Fonseca Francisco A H, Ruiz Alvaro, Cardona-Muñoz Ernesto G, Silva Jose M, Fuenmayor Nery, Marotti Marcelo
Disciplina de Cardiologia, Universidade Federal de São Paulo, São Paulo, Brazil.
Curr Med Res Opin. 2005 Aug;21(8):1307-15. doi: 10.1185/030079905X56529.
International guidelines emphasize the need to achieve recommended low-density lipoprotein cholesterol (LDL-C) levels in order to reduce morbidity and mortality associated with coronary heart disease (CHD). However, many patients with hypercholesterolemia fail to achieve LDL-C goals on treatment.
The primary objective was to compare the efficacy of rosuvastatin and atorvastatin for enabling patients to achieve National Cholesterol Education Program Adult Treatment Panel III (NCEP ATP III) LDL-C goals. Secondary objectives were European LDL-C goal achievement, changes in the lipid profile, and safety.
This 12-week, multicenter, multinational, randomized, open-label trial compared the efficacy and safety of rosuvastatin 10 mg with atorvastatin 10 mg in statin-naïve and switched patients with primary hypercholesterolemia from Brazil, Colombia, Mexico, Portugal, and Venezuela.
A total of 1124 patients with similar baseline characteristics were randomized to the two treatment groups. After 12 weeks of treatment, a significantly greater percentage of patients receiving rosuvastatin 10 mg compared with atorvastatin 10 mg achieved NCEP ATP III LDL-C goals (71.2% vs 61.4%, p < 0.001), 1998 European LDL-C goals (73.5% vs 59.2%, p < 0.001) and 2003 European LDL-C goals (58.9% vs 44.6%, p < 0.001). Rosuvastatin treatment was associated with significant reductions in LDL-C and total cholesterol (TC) and, in statin-naïve patients, a significant increase in high-density lipoprotein cholesterol (HDL-C) compared with atorvastatin treatment. Both treatments were well tolerated with a similar incidence of adverse events. Clinically significant elevations in creatinine, creatine kinase or hepatic transaminases were low and similar between treatment groups.
Rosuvastatin 10 mg is significantly more effective at achieving NCEP ATP III and European LDL-C goals, lowering LDL-C and TC in both naïve and switched patients and increasing HDL-C in naïve patients than atorvastatin 10mg, with a similar safety and tolerability profile. This study also provides evidence regarding the comparative effects of rosuvastatin versus atorvastatin in Latin American and Portuguese populations.

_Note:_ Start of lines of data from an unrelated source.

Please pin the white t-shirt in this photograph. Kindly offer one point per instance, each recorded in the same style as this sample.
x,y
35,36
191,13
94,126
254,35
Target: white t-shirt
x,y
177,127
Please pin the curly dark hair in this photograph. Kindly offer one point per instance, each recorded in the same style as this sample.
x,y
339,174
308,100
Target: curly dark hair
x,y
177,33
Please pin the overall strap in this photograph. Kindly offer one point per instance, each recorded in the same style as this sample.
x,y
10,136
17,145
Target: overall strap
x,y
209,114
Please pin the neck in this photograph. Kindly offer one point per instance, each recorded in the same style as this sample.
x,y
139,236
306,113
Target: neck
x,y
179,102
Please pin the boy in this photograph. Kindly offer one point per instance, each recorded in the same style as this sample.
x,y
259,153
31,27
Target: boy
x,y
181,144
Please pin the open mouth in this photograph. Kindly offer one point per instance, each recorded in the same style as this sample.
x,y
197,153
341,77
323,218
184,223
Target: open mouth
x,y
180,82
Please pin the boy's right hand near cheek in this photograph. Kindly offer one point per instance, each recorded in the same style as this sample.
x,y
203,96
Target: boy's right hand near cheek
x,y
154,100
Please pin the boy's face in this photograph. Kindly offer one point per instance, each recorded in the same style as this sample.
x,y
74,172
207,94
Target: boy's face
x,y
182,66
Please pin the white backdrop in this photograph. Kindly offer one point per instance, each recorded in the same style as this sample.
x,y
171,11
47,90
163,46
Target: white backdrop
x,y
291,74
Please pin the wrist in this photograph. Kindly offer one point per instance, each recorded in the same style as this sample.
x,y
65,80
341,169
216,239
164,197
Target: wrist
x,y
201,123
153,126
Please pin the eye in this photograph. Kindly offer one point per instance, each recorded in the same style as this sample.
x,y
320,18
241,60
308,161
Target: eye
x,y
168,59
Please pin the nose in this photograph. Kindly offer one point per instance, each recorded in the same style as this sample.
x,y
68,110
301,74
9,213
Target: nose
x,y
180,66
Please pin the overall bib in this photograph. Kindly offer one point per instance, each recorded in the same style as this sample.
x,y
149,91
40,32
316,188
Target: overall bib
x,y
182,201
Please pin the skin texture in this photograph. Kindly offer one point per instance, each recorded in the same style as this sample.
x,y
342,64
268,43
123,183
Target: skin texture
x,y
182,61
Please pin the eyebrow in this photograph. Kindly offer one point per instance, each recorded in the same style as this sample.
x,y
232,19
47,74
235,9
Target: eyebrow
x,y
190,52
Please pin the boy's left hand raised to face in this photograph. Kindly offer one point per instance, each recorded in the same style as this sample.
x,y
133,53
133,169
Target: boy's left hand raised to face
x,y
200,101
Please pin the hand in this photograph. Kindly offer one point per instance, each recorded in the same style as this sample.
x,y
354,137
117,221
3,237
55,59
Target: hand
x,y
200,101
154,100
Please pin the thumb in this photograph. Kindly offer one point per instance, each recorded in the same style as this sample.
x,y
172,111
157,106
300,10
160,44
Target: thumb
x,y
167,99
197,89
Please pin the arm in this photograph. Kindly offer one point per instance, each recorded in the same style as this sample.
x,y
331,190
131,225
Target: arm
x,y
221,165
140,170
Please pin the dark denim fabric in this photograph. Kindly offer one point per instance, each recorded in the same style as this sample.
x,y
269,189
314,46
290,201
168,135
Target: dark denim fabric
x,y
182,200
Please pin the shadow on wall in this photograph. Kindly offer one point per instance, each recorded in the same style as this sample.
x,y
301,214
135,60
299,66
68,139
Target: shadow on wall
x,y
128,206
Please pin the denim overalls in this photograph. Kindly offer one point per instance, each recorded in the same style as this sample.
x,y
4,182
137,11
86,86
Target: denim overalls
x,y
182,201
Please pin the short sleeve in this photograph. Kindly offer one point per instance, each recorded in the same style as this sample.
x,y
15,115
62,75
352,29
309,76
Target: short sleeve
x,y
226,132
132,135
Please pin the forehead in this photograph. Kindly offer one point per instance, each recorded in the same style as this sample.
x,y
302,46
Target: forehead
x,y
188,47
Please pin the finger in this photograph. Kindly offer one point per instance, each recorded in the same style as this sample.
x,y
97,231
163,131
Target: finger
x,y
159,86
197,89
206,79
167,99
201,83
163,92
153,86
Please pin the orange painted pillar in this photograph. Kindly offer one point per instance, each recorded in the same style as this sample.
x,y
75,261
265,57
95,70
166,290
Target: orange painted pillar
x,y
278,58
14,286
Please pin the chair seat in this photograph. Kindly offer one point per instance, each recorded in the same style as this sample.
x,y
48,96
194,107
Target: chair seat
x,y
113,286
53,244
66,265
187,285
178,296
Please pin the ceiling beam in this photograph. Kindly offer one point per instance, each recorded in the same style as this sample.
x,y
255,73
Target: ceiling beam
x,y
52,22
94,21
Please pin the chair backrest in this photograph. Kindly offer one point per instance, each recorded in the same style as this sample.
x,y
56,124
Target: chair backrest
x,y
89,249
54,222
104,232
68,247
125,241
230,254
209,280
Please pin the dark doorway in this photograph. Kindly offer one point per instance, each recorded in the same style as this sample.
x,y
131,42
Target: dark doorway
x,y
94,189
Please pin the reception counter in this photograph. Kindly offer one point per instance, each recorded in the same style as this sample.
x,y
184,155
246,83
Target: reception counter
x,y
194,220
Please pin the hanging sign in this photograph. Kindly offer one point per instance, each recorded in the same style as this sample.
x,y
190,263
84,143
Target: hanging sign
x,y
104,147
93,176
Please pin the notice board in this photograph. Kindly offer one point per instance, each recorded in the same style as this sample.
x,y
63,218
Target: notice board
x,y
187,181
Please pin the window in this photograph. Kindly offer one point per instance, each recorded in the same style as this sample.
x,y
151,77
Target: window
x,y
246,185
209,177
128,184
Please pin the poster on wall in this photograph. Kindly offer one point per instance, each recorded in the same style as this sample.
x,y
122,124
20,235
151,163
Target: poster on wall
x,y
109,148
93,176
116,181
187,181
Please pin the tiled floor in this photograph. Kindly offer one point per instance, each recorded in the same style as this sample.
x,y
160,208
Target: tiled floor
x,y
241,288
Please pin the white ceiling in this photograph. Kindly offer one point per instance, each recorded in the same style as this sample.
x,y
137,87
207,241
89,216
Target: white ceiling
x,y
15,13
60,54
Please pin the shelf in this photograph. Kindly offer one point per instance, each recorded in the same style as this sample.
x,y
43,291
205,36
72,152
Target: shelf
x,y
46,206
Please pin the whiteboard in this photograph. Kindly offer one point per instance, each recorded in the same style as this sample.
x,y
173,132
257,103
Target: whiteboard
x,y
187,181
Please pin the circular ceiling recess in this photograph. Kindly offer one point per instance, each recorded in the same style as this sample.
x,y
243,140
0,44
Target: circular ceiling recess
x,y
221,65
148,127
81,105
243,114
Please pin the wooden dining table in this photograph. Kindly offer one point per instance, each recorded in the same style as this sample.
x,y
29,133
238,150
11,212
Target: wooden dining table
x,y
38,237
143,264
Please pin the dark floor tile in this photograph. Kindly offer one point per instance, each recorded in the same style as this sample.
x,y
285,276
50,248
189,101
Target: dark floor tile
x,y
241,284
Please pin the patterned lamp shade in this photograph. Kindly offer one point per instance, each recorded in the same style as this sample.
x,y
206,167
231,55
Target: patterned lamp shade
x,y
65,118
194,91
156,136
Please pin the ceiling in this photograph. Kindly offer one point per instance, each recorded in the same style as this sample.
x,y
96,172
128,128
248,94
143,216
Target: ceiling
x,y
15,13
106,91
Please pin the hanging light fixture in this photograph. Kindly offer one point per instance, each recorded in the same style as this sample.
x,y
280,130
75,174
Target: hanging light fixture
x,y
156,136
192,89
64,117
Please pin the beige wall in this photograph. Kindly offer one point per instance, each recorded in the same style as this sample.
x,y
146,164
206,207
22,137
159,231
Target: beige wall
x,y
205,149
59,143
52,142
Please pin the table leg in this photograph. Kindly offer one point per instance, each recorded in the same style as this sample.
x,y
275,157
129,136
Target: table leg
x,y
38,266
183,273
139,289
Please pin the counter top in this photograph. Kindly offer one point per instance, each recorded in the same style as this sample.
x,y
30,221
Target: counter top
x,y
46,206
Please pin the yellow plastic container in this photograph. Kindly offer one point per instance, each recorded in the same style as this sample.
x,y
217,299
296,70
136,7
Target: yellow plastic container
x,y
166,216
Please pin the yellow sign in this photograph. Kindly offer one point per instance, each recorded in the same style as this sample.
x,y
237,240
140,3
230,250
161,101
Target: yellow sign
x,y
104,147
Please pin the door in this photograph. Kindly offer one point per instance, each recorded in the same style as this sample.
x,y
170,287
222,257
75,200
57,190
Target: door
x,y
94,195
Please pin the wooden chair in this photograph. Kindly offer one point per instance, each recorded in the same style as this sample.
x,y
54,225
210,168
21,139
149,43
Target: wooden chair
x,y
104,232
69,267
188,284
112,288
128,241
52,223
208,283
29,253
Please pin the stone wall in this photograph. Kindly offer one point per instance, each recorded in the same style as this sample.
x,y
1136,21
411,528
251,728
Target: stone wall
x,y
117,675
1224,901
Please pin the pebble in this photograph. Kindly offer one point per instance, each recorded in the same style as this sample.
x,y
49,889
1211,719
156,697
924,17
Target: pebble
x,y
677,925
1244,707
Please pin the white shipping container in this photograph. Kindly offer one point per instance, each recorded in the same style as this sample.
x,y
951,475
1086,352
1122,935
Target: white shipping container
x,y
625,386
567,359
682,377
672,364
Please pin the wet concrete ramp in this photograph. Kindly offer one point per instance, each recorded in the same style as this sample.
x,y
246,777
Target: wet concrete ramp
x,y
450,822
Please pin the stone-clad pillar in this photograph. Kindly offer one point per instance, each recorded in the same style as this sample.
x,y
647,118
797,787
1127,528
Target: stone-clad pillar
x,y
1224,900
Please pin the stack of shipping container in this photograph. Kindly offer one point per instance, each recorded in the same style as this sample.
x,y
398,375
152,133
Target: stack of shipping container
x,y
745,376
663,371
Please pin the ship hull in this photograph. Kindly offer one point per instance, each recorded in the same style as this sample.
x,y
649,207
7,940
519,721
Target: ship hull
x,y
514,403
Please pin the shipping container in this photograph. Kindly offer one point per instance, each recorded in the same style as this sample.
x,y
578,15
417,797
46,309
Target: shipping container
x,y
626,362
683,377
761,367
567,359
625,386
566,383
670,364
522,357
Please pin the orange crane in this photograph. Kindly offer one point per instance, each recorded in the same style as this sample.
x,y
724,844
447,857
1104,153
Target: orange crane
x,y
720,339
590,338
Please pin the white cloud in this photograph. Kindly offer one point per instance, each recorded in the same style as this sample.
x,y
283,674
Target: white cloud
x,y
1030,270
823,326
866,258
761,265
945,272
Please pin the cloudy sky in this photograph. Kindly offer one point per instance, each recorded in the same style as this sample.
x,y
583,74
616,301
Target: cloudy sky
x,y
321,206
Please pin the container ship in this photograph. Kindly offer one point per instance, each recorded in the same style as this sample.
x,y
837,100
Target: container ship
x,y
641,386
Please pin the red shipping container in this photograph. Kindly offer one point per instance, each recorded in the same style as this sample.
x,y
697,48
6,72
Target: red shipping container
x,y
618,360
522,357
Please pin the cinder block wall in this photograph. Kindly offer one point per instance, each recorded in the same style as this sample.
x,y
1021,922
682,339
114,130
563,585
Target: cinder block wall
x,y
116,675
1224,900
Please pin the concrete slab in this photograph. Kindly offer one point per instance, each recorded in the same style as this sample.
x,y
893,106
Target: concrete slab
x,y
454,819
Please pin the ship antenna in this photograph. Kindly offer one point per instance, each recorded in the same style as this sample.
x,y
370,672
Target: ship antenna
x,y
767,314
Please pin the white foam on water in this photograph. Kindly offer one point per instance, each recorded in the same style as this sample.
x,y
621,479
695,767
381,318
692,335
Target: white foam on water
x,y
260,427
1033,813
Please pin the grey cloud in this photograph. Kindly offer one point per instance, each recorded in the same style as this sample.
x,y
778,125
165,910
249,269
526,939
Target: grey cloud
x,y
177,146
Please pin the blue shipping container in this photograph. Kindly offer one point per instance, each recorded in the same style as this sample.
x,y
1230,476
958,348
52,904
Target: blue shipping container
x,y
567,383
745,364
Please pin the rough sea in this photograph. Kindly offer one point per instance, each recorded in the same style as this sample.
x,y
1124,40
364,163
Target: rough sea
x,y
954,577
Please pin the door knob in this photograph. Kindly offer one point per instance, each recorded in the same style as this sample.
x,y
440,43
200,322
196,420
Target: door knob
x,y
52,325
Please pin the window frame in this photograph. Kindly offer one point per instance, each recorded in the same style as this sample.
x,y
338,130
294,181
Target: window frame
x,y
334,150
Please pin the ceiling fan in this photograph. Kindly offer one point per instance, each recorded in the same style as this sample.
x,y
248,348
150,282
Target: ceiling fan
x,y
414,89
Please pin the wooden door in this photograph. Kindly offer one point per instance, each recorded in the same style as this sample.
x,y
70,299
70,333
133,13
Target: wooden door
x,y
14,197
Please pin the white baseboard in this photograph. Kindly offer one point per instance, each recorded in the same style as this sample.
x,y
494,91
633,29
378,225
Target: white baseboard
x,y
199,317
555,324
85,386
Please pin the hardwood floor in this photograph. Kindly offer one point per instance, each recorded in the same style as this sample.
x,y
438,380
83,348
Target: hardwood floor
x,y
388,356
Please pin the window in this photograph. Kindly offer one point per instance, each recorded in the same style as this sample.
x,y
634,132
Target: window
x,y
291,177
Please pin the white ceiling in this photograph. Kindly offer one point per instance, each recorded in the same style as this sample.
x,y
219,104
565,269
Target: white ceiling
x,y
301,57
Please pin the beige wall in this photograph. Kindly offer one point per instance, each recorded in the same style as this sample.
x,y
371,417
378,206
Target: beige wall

国际指南强调需达到推荐的低密度脂蛋白胆固醇(LDL-C)水平,以降低与冠心病(CHD)相关的发病率和死亡率。然而,许多高胆固醇血症患者在治疗中未能达到LDL-C目标。
主要目的是比较瑞舒伐他汀和阿托伐他汀使患者达到美国国家胆固醇教育计划成人治疗组第三次报告(NCEP ATP III)LDL-C目标的疗效。次要目的是达到欧洲LDL-C目标、血脂谱变化及安全性。
这项为期12周的多中心、跨国、随机、开放标签试验,比较了10毫克瑞舒伐他汀与10毫克阿托伐他汀在来自巴西、哥伦比亚、墨西哥、葡萄牙和委内瑞拉的初治及换药的原发性高胆固醇血症患者中的疗效和安全性。
共1124例具有相似基线特征的患者被随机分为两个治疗组。治疗12周后,与10毫克阿托伐他汀相比,接受10毫克瑞舒伐他汀治疗的患者达到NCEP ATP III LDL-C目标的比例显著更高(71.2%对61.4%,p<0.001)、达到1998年欧洲LDL-C目标的比例显著更高(73.5%对59.2%,p<0.001)以及达到2003年欧洲LDL-C目标的比例显著更高(58.9%对44.6%,p<0.001)。与阿托伐他汀治疗相比,瑞舒伐他汀治疗使LDL-C和总胆固醇(TC)显著降低,且在初治患者中,高密度脂蛋白胆固醇(HDL-C)显著升高。两种治疗耐受性均良好,不良事件发生率相似。治疗组间肌酐、肌酸激酶或肝转氨酶的临床显著升高较低且相似。
与10毫克阿托伐他汀相比,10毫克瑞舒伐他汀在达到NCEP ATP III和欧洲LDL-C目标、降低初治及换药患者的LDL-C和TC以及提高初治患者的HDL-C方面显著更有效,且安全性和耐受性相似。本研究还提供了瑞舒伐他汀与阿托伐他汀在拉丁美洲和葡萄牙人群中的比较效果的证据。